Page 28 - Eye of the beholder
P. 28

Mazumdar’s academic realism endowed his style with lyricism and poetry. Though his iconography was intrinsically the representation of the female form, he was able to lend power to his compositions through a dignified simplicity. He created an aura of intimacy and immediacy through his subdued play of light which intentionally avoids dramatic tones. The charm of his lighting lay in enhancing the emotions and sentiments of his protagonists. He manifested mastery of expression through postures, gestures and glances that made his female forms more alluring and attractive. The landscapes in which the women are placed are full of nature’s bounty, green glades that are as refreshing as the beauty of the woman.
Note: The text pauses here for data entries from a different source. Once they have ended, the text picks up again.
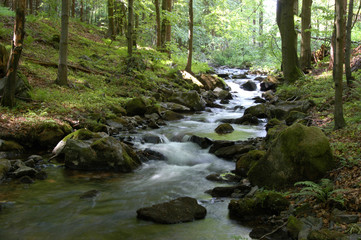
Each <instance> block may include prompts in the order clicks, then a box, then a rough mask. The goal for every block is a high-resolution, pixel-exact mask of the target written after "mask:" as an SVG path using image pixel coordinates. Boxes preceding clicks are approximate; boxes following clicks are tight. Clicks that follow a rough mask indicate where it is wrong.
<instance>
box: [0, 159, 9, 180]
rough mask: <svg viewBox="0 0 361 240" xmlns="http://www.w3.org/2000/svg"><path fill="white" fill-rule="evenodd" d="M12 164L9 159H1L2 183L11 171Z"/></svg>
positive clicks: (0, 170)
mask: <svg viewBox="0 0 361 240" xmlns="http://www.w3.org/2000/svg"><path fill="white" fill-rule="evenodd" d="M10 168H11V163H10V161H9V160H7V159H0V181H1V180H3V179H4V178H5V177H6V175H7V173H8V172H9V171H10Z"/></svg>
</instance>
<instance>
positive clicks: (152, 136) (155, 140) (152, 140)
mask: <svg viewBox="0 0 361 240" xmlns="http://www.w3.org/2000/svg"><path fill="white" fill-rule="evenodd" d="M142 139H143V141H144V142H146V143H153V144H158V143H162V142H163V140H162V139H161V138H160V137H159V136H158V135H153V134H146V135H144V136H143V138H142Z"/></svg>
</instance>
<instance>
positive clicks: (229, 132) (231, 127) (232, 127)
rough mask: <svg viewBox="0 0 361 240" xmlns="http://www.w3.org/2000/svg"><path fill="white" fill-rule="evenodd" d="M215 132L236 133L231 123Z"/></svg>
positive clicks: (219, 125) (220, 126) (223, 125)
mask: <svg viewBox="0 0 361 240" xmlns="http://www.w3.org/2000/svg"><path fill="white" fill-rule="evenodd" d="M214 131H215V132H216V133H218V134H228V133H232V132H233V131H234V128H233V127H232V125H231V124H229V123H222V124H221V125H219V126H218V127H217V128H216V129H214Z"/></svg>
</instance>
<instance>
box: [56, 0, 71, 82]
mask: <svg viewBox="0 0 361 240" xmlns="http://www.w3.org/2000/svg"><path fill="white" fill-rule="evenodd" d="M61 5H62V6H61V34H60V44H59V65H58V78H57V79H56V81H55V82H56V84H58V85H61V86H66V85H68V30H69V0H62V2H61Z"/></svg>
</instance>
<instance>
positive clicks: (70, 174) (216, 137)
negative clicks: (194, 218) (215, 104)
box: [0, 69, 265, 240]
mask: <svg viewBox="0 0 361 240" xmlns="http://www.w3.org/2000/svg"><path fill="white" fill-rule="evenodd" d="M227 71H228V72H229V73H231V74H241V73H243V72H244V71H242V70H237V69H227ZM250 77H251V76H250ZM245 81H246V80H245V79H243V80H242V79H232V80H227V84H228V85H229V86H230V87H231V89H232V94H233V96H234V99H233V100H231V101H230V103H229V104H225V106H226V109H211V111H204V112H202V113H199V114H194V115H191V116H188V117H187V118H186V119H183V120H180V121H174V122H170V123H169V124H168V125H167V126H165V127H162V128H161V129H158V130H152V131H144V132H140V133H139V135H140V134H145V133H151V134H155V135H159V136H160V137H161V138H162V139H163V143H161V144H141V143H140V142H135V145H136V146H137V147H138V148H141V149H145V148H150V149H152V150H155V151H158V152H160V153H162V154H163V155H165V156H166V157H167V158H168V160H167V161H149V162H146V163H144V164H143V165H142V167H141V168H139V169H138V170H136V171H135V172H133V173H128V174H117V173H98V172H96V173H88V172H78V171H70V170H67V169H64V168H62V167H59V166H54V165H53V166H48V167H47V168H46V171H47V173H48V178H47V179H46V180H44V181H36V182H35V183H34V184H31V185H20V184H3V185H1V187H0V201H1V200H6V201H7V204H6V205H5V208H4V209H3V210H2V212H1V213H0V239H2V240H8V239H9V240H10V239H51V240H55V239H124V240H128V239H132V240H138V239H139V240H140V239H147V240H149V239H150V240H153V239H154V240H168V239H170V240H203V239H207V240H209V239H215V240H225V239H239V237H241V236H242V237H246V236H248V233H249V231H250V229H248V228H246V227H243V226H241V225H239V224H238V223H237V222H235V221H232V220H230V219H229V218H228V209H227V206H228V203H229V199H213V198H212V197H211V196H209V195H208V194H205V193H204V192H205V191H206V190H208V189H212V188H214V187H216V186H221V185H222V184H219V183H214V182H210V181H208V180H206V179H205V177H206V176H207V175H209V174H211V173H222V172H226V171H229V170H232V169H234V167H235V164H234V163H233V162H229V161H225V160H222V159H219V158H217V157H215V156H214V155H211V154H209V153H208V150H207V149H205V150H204V149H201V148H200V147H198V145H196V144H194V143H191V142H187V141H186V140H187V136H190V135H193V134H195V135H198V136H207V137H210V138H213V139H229V140H246V139H247V138H251V137H262V136H265V131H264V126H263V124H261V125H260V126H241V125H234V126H233V127H234V128H235V131H234V132H233V133H232V134H228V135H225V136H218V135H217V134H214V129H215V128H216V127H217V126H218V125H219V120H220V119H232V118H239V117H241V116H242V115H243V111H244V110H240V109H239V108H238V110H234V109H235V107H236V106H244V107H249V106H251V105H252V104H253V102H254V101H253V100H252V98H253V97H255V96H258V95H259V94H260V92H259V91H254V92H247V91H243V90H242V89H241V88H240V84H241V83H243V82H245ZM177 136H181V137H182V138H183V140H184V142H179V141H178V142H173V141H171V140H170V139H174V138H175V137H177ZM93 189H96V190H99V191H100V193H99V194H98V195H97V196H95V197H94V198H91V199H81V198H80V197H79V196H80V195H81V194H82V193H84V192H87V191H89V190H93ZM182 196H190V197H194V198H197V199H198V200H199V202H200V203H201V204H202V205H203V206H205V207H206V208H207V216H206V218H205V219H204V220H199V221H195V222H191V223H183V224H175V225H161V224H155V223H152V222H147V221H142V220H138V219H137V218H136V210H137V209H138V208H141V207H146V206H150V205H153V204H156V203H160V202H164V201H169V200H172V199H175V198H177V197H182Z"/></svg>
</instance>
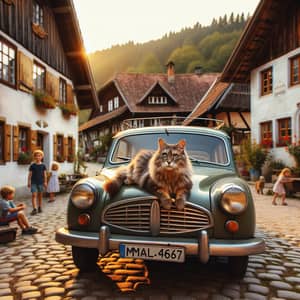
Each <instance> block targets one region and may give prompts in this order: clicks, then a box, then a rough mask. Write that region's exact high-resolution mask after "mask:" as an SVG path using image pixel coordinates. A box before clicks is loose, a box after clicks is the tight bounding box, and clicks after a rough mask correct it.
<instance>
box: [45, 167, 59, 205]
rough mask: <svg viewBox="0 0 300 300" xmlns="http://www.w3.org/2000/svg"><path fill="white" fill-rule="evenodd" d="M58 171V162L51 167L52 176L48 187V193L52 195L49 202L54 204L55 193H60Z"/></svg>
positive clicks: (51, 174)
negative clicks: (59, 191) (59, 192)
mask: <svg viewBox="0 0 300 300" xmlns="http://www.w3.org/2000/svg"><path fill="white" fill-rule="evenodd" d="M58 169H59V164H58V163H57V162H53V163H52V165H51V175H50V178H49V182H48V186H47V192H48V193H49V195H50V199H49V201H48V202H53V201H54V200H55V193H57V192H59V181H58Z"/></svg>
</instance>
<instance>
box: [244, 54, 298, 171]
mask: <svg viewBox="0 0 300 300" xmlns="http://www.w3.org/2000/svg"><path fill="white" fill-rule="evenodd" d="M298 54H300V48H298V49H296V50H293V51H291V52H289V53H287V54H285V55H283V56H281V57H279V58H277V59H275V60H272V61H270V62H268V63H266V64H264V65H262V66H260V67H258V68H256V69H254V70H253V71H252V72H251V90H250V91H251V135H252V139H253V140H256V141H257V142H260V123H262V122H266V121H272V126H273V141H277V138H278V134H277V132H278V131H277V120H278V119H281V118H287V117H290V118H291V120H292V135H293V136H294V135H296V140H299V139H300V128H299V114H300V113H299V103H300V85H296V86H292V87H290V86H289V82H290V61H289V59H290V58H291V57H293V56H295V55H298ZM269 67H272V68H273V93H272V94H269V95H266V96H260V92H261V86H260V85H261V78H260V73H261V71H263V70H265V69H267V68H269ZM271 153H272V156H273V158H274V159H277V160H278V159H280V160H282V161H283V162H284V163H286V164H287V165H289V166H293V165H294V161H293V158H292V156H290V155H289V154H288V153H287V152H286V150H285V147H276V146H275V147H274V148H273V149H272V150H271Z"/></svg>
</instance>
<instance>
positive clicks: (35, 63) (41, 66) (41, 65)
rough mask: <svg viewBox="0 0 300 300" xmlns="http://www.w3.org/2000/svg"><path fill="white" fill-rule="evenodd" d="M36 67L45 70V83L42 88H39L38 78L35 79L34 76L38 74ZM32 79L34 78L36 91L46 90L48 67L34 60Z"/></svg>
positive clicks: (33, 78)
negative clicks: (46, 82)
mask: <svg viewBox="0 0 300 300" xmlns="http://www.w3.org/2000/svg"><path fill="white" fill-rule="evenodd" d="M35 69H42V70H44V73H43V74H44V75H43V78H42V81H41V82H42V83H43V87H42V88H37V85H36V83H37V80H36V79H34V76H35V75H36V74H37V71H36V70H35ZM32 77H33V78H32V79H33V88H34V90H35V91H45V90H46V68H45V67H44V66H43V65H42V64H40V63H39V62H37V61H33V70H32Z"/></svg>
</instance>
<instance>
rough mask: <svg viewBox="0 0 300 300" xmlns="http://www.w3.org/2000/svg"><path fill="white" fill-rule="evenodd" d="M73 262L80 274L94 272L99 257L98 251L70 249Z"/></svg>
mask: <svg viewBox="0 0 300 300" xmlns="http://www.w3.org/2000/svg"><path fill="white" fill-rule="evenodd" d="M72 256H73V261H74V264H75V265H76V267H77V268H78V269H79V270H80V271H82V272H91V271H94V270H96V268H97V261H98V257H99V251H98V249H94V248H80V247H74V246H73V247H72Z"/></svg>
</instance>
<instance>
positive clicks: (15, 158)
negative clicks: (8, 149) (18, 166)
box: [13, 126, 19, 161]
mask: <svg viewBox="0 0 300 300" xmlns="http://www.w3.org/2000/svg"><path fill="white" fill-rule="evenodd" d="M13 145H14V153H13V160H14V161H17V160H18V156H19V126H13Z"/></svg>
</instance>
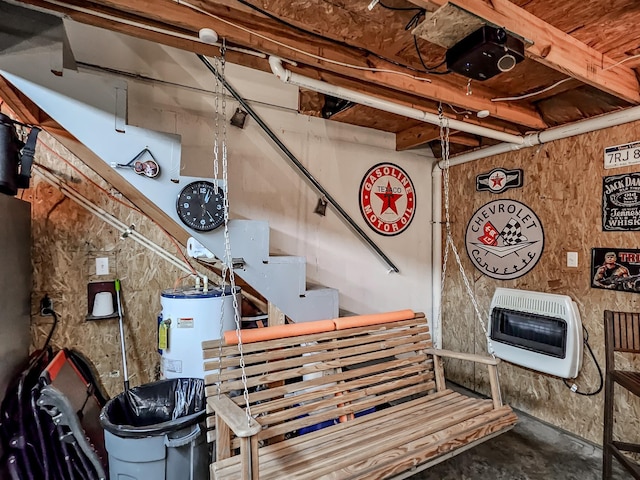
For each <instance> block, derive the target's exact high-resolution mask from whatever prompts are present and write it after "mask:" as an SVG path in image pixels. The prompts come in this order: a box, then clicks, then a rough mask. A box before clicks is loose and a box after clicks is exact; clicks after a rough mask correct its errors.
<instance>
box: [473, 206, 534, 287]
mask: <svg viewBox="0 0 640 480" xmlns="http://www.w3.org/2000/svg"><path fill="white" fill-rule="evenodd" d="M465 243H466V246H467V253H468V254H469V258H470V259H471V261H472V262H473V264H474V265H475V267H476V268H477V269H478V270H480V271H481V272H482V273H484V274H485V275H487V276H489V277H491V278H495V279H498V280H511V279H513V278H518V277H521V276H523V275H524V274H525V273H528V272H529V271H530V270H531V269H532V268H533V267H535V266H536V264H537V263H538V260H540V256H541V255H542V250H543V249H544V231H543V229H542V224H541V223H540V219H539V218H538V217H537V215H536V214H535V213H534V212H533V210H531V209H530V208H529V207H527V206H526V205H524V204H523V203H520V202H517V201H515V200H506V199H505V200H494V201H493V202H489V203H487V204H485V205H483V206H482V207H480V208H479V209H478V210H477V211H476V213H474V214H473V216H472V217H471V220H469V224H468V225H467V235H466V239H465Z"/></svg>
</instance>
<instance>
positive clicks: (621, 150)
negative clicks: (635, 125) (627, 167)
mask: <svg viewBox="0 0 640 480" xmlns="http://www.w3.org/2000/svg"><path fill="white" fill-rule="evenodd" d="M637 163H640V141H639V142H631V143H625V144H624V145H614V146H613V147H606V148H605V149H604V168H618V167H626V166H627V165H635V164H637Z"/></svg>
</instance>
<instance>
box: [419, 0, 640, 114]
mask: <svg viewBox="0 0 640 480" xmlns="http://www.w3.org/2000/svg"><path fill="white" fill-rule="evenodd" d="M410 1H411V3H413V4H415V5H417V6H419V7H422V8H426V7H427V6H429V5H430V4H435V5H438V6H442V5H445V4H446V3H452V4H454V5H456V6H458V7H459V8H461V9H463V10H466V11H467V12H469V13H471V14H473V15H476V16H478V17H480V18H482V19H484V20H486V21H487V22H488V23H490V24H493V25H497V26H499V27H502V28H504V29H505V30H508V31H509V32H511V33H514V34H516V35H518V36H520V37H522V38H524V39H525V42H531V43H532V44H530V45H529V46H528V47H527V48H526V52H525V53H526V56H527V57H528V58H531V59H533V60H535V61H537V62H540V63H542V64H543V65H546V66H547V67H549V68H553V69H554V70H557V71H559V72H562V73H564V74H566V75H569V76H571V77H573V78H576V79H577V80H580V81H581V82H584V83H587V84H589V85H591V86H593V87H595V88H597V89H599V90H602V91H604V92H607V93H609V94H611V95H614V96H616V97H619V98H622V99H624V100H626V101H628V102H631V103H633V104H637V103H640V84H639V83H638V79H637V78H636V75H635V73H634V72H633V70H632V69H631V68H629V67H628V66H626V65H624V64H623V65H618V66H616V67H613V68H610V67H612V66H613V65H614V64H615V63H616V62H615V61H614V60H612V59H610V58H608V57H607V56H605V55H604V54H602V53H601V52H598V51H597V50H595V49H594V48H591V47H589V46H588V45H585V44H584V43H582V42H580V41H579V40H576V39H575V38H573V37H572V36H571V35H568V34H566V33H564V32H563V31H562V30H560V29H558V28H556V27H554V26H552V25H549V24H548V23H546V22H544V21H543V20H541V19H539V18H538V17H536V16H534V15H532V14H531V13H529V12H527V11H526V10H525V9H523V8H520V7H518V6H517V5H515V4H513V3H511V2H510V1H508V0H491V1H490V2H485V1H483V0H410ZM525 46H526V43H525Z"/></svg>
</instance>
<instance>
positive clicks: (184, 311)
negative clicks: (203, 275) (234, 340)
mask: <svg viewBox="0 0 640 480" xmlns="http://www.w3.org/2000/svg"><path fill="white" fill-rule="evenodd" d="M231 293H232V290H231V287H226V288H225V291H224V294H223V291H222V289H221V288H217V289H210V290H209V291H207V292H204V291H203V290H202V289H201V288H200V289H196V288H191V289H168V290H164V291H163V292H162V294H161V298H160V303H161V305H162V314H161V317H160V319H159V322H158V347H159V350H160V352H161V355H162V361H161V368H160V373H161V376H162V378H204V367H203V363H204V360H203V359H202V342H203V341H206V340H215V339H218V338H220V325H221V324H222V331H223V332H226V331H227V330H235V328H236V323H235V318H236V313H237V318H238V319H239V318H240V312H239V311H238V312H236V311H235V310H234V296H235V299H236V302H235V305H236V306H237V308H238V309H239V308H240V307H239V305H240V288H239V287H236V290H235V292H234V295H232V294H231Z"/></svg>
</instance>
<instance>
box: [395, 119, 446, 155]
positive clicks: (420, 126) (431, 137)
mask: <svg viewBox="0 0 640 480" xmlns="http://www.w3.org/2000/svg"><path fill="white" fill-rule="evenodd" d="M438 138H440V127H437V126H435V125H428V124H424V125H417V126H415V127H411V128H408V129H406V130H404V131H402V132H398V133H396V151H398V152H402V151H404V150H409V149H411V148H416V147H419V146H420V145H424V144H426V143H429V142H432V141H434V140H436V139H438Z"/></svg>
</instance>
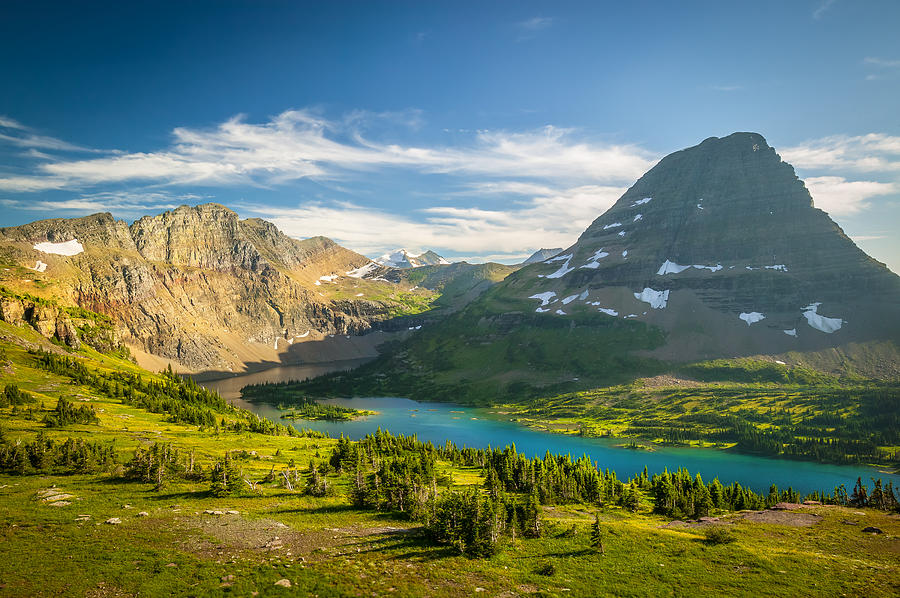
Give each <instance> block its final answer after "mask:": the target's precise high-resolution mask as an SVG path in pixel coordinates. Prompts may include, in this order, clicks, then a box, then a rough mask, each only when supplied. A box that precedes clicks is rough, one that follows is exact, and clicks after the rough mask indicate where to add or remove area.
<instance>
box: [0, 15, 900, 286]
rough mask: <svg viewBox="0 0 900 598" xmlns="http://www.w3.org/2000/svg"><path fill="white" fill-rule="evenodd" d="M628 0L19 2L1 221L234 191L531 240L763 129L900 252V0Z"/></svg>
mask: <svg viewBox="0 0 900 598" xmlns="http://www.w3.org/2000/svg"><path fill="white" fill-rule="evenodd" d="M76 4H80V6H76ZM625 4H626V3H621V2H616V3H603V2H584V3H578V2H521V1H520V2H487V3H485V2H459V1H455V2H331V3H302V2H275V1H270V2H262V3H260V2H210V3H204V2H199V1H197V2H178V3H165V2H152V3H151V2H146V3H143V2H128V3H125V2H109V3H101V2H86V3H71V2H65V3H44V2H38V1H35V2H17V1H13V2H5V3H3V4H2V5H0V77H2V81H3V84H2V85H0V224H2V225H15V224H21V223H24V222H28V221H31V220H35V219H39V218H45V217H63V216H77V215H84V214H89V213H94V212H97V211H110V212H112V213H113V214H114V215H115V216H117V217H120V218H124V219H126V220H131V219H134V218H135V217H138V216H140V215H143V214H145V213H157V212H160V211H162V210H165V209H167V208H170V207H173V206H177V205H180V204H184V203H187V204H196V203H204V202H207V201H216V202H220V203H223V204H225V205H227V206H229V207H231V208H232V209H234V210H235V211H237V212H238V213H239V214H241V216H245V217H249V216H260V217H263V218H266V219H269V220H272V221H273V222H275V223H276V224H278V225H279V226H280V227H281V228H282V229H283V230H285V231H286V232H287V233H289V234H291V235H293V236H296V237H307V236H312V235H318V234H321V235H326V236H329V237H332V238H334V239H335V240H337V241H338V242H340V243H342V244H344V245H346V246H348V247H350V248H352V249H355V250H357V251H360V252H362V253H365V254H367V255H371V256H374V255H379V254H380V253H384V252H385V251H387V250H388V249H391V248H394V247H398V246H407V247H410V248H411V249H434V250H436V251H438V252H439V253H441V254H442V255H445V256H447V257H450V258H455V259H460V258H467V259H470V260H472V259H474V260H479V259H481V260H483V259H496V260H501V261H506V262H515V261H519V260H520V259H521V258H522V257H524V256H527V255H528V254H529V253H530V252H531V251H533V250H534V249H537V248H539V247H550V246H560V247H561V246H567V245H569V244H571V243H572V242H574V240H575V239H576V238H577V236H578V234H579V233H580V232H581V231H582V230H583V229H584V228H585V227H586V226H587V225H588V224H589V223H590V222H591V221H592V220H593V219H594V218H595V217H596V216H598V215H599V214H600V213H602V212H603V211H604V210H605V209H606V208H607V207H609V206H610V205H611V204H612V203H613V202H614V201H615V200H616V199H617V198H618V196H619V195H620V194H621V193H622V192H623V191H624V190H625V189H626V188H627V187H628V186H629V185H630V184H631V183H633V182H634V180H635V179H636V178H637V177H639V176H640V175H641V174H642V173H643V172H644V171H646V170H647V169H648V168H650V167H651V166H652V165H653V164H654V163H655V162H656V161H657V160H658V159H659V158H661V157H662V156H664V155H665V154H667V153H669V152H672V151H675V150H678V149H681V148H683V147H687V146H690V145H695V144H696V143H699V142H700V141H702V140H703V139H705V138H706V137H709V136H713V135H715V136H723V135H727V134H729V133H731V132H734V131H756V132H759V133H761V134H763V135H764V136H765V137H766V138H767V140H768V141H769V143H770V144H771V145H773V146H774V147H775V148H776V149H777V150H778V151H779V153H781V154H782V156H783V157H784V158H785V159H786V160H788V161H789V162H791V163H793V164H794V165H795V167H796V168H797V170H798V174H799V175H800V176H801V177H802V178H804V179H805V180H806V181H807V185H808V187H809V188H810V190H811V192H812V193H813V197H814V200H815V202H816V205H817V206H819V207H821V208H823V209H825V210H826V211H827V212H829V214H831V215H832V217H833V218H834V219H835V220H836V221H837V222H838V223H839V224H840V225H841V226H842V227H843V228H844V230H845V231H846V232H847V233H848V234H849V235H850V236H851V237H852V238H854V239H855V240H856V241H857V243H858V244H859V245H860V246H861V247H862V248H863V249H864V250H866V251H867V252H869V253H870V254H871V255H873V256H874V257H876V258H877V259H879V260H881V261H884V262H886V263H888V265H889V266H891V267H892V269H893V270H894V271H900V240H898V237H900V235H898V234H897V230H898V224H900V115H898V111H897V106H898V98H900V41H898V40H900V36H898V35H897V26H898V24H900V3H898V2H896V1H895V0H888V1H883V2H879V1H871V2H867V1H862V0H857V1H853V2H851V1H848V0H809V1H806V0H794V1H791V2H784V1H780V2H765V1H762V2H753V3H737V2H716V1H709V2H631V3H627V6H625Z"/></svg>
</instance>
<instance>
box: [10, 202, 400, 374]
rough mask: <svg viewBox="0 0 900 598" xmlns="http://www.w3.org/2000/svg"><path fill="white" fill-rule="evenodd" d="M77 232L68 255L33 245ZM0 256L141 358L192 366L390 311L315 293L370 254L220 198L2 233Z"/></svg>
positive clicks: (349, 327)
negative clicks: (137, 219)
mask: <svg viewBox="0 0 900 598" xmlns="http://www.w3.org/2000/svg"><path fill="white" fill-rule="evenodd" d="M73 239H75V240H77V241H78V242H79V243H80V244H81V246H82V247H83V251H80V252H78V253H76V254H75V255H61V254H58V253H54V251H56V250H54V249H53V247H54V246H53V245H51V246H50V247H51V248H50V250H49V251H50V253H46V252H43V251H38V250H37V249H36V248H35V245H37V244H39V243H41V242H49V243H51V244H55V243H65V242H68V241H71V240H73ZM0 251H2V255H3V257H4V258H5V260H6V261H7V262H9V263H15V264H19V265H20V266H24V267H26V268H29V269H31V270H33V271H34V272H33V273H32V275H33V276H34V277H35V281H30V280H28V279H27V278H26V279H25V280H18V282H20V283H23V284H24V283H34V282H40V286H39V288H34V287H33V286H28V288H27V290H28V291H29V292H36V291H37V292H42V293H43V294H44V295H47V296H52V297H55V298H57V299H59V300H60V301H61V302H63V303H67V302H71V303H74V304H76V305H79V306H82V307H85V308H87V309H90V310H93V311H96V312H99V313H102V314H107V315H110V316H112V317H113V318H114V319H115V321H116V322H117V323H119V325H120V334H121V335H122V337H123V339H124V340H125V341H126V342H128V344H129V345H130V346H132V348H134V349H136V350H137V352H138V353H139V354H140V353H141V352H146V353H148V354H152V355H156V356H159V357H162V358H165V359H168V360H174V361H176V362H177V363H180V364H182V365H183V366H185V367H186V368H187V369H191V370H195V371H196V370H229V369H238V368H240V365H241V364H242V363H244V362H247V361H261V360H272V361H276V359H277V357H276V356H277V351H279V350H283V349H284V348H286V347H288V346H289V345H290V344H291V343H293V342H294V340H295V339H300V338H304V339H308V338H320V337H324V336H326V335H329V334H354V333H360V332H363V331H365V330H368V329H369V328H370V327H371V325H372V323H373V322H377V321H378V320H380V319H384V318H386V317H388V313H389V311H390V308H391V305H389V304H387V303H385V302H382V301H370V300H366V299H356V300H347V301H341V302H338V303H336V302H334V301H332V300H331V299H329V298H328V297H327V296H326V294H325V293H322V292H319V290H318V289H317V288H316V285H317V284H318V279H319V278H320V277H322V276H323V275H329V274H331V273H333V272H341V273H343V272H344V271H349V270H353V269H354V268H357V267H359V266H362V265H364V264H367V263H369V260H368V259H367V258H365V257H363V256H361V255H359V254H356V253H354V252H352V251H349V250H347V249H344V248H342V247H340V246H338V245H337V244H335V243H334V242H332V241H330V240H328V239H325V238H321V237H319V238H313V239H308V240H305V241H298V240H295V239H291V238H289V237H287V236H285V235H284V234H282V233H281V232H280V231H278V229H277V228H275V227H274V226H273V225H272V224H270V223H267V222H264V221H262V220H258V219H250V220H240V219H239V218H238V216H237V215H236V214H235V213H234V212H232V211H231V210H229V209H227V208H225V207H223V206H220V205H216V204H207V205H203V206H197V207H186V206H183V207H180V208H178V209H175V210H172V211H170V212H165V213H163V214H160V215H158V216H147V217H144V218H141V219H140V220H137V221H135V222H134V223H133V224H132V225H131V226H128V225H127V224H126V223H124V222H122V221H117V220H115V219H113V218H112V216H110V215H109V214H96V215H93V216H89V217H86V218H78V219H55V220H44V221H39V222H34V223H31V224H28V225H25V226H21V227H15V228H7V229H0ZM42 264H43V265H42ZM6 278H7V280H4V283H5V284H10V283H12V284H15V283H16V282H17V280H15V279H13V278H14V277H11V276H7V277H6ZM11 279H12V280H11ZM10 309H14V308H10ZM4 319H6V318H4ZM48 322H49V320H48ZM47 326H50V327H53V326H55V324H54V325H53V326H51V325H50V324H49V323H48V324H47ZM55 331H56V330H55V329H54V331H53V333H55ZM47 332H50V331H49V328H48V330H47V331H42V333H47ZM64 332H65V331H64ZM45 335H46V334H45ZM49 335H50V336H52V334H49Z"/></svg>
Mazumdar had said, “There are no fixed rules or traditions in the domain of painting, which has got no universally recognized lexicon of its own”. It was this freedom in his thinking that made him evolve the particularized iconography of the women in his art.
The disturbing power of Mazumdar’s women to lay in their palpability and immediacy: his subject either middle class housewife or a mother or a village belle returning home after her bath. The artist’s tantalizing silence about the identity of the model heightened the mystery surrounding her. It is this ambiguity that made such a powerful appeal to the Bengali middle class.
The three paintings in the Sadhus’ collection defines and makes obvious the saliencies of Mazumdar’s individual personal vision in casting the youthful women in a subtle dramatic manner if the poses and postures are taken into consideration The paintings are “Lady by the Mirror”, “Lady wearing the earring” and “The Rapt Lady”.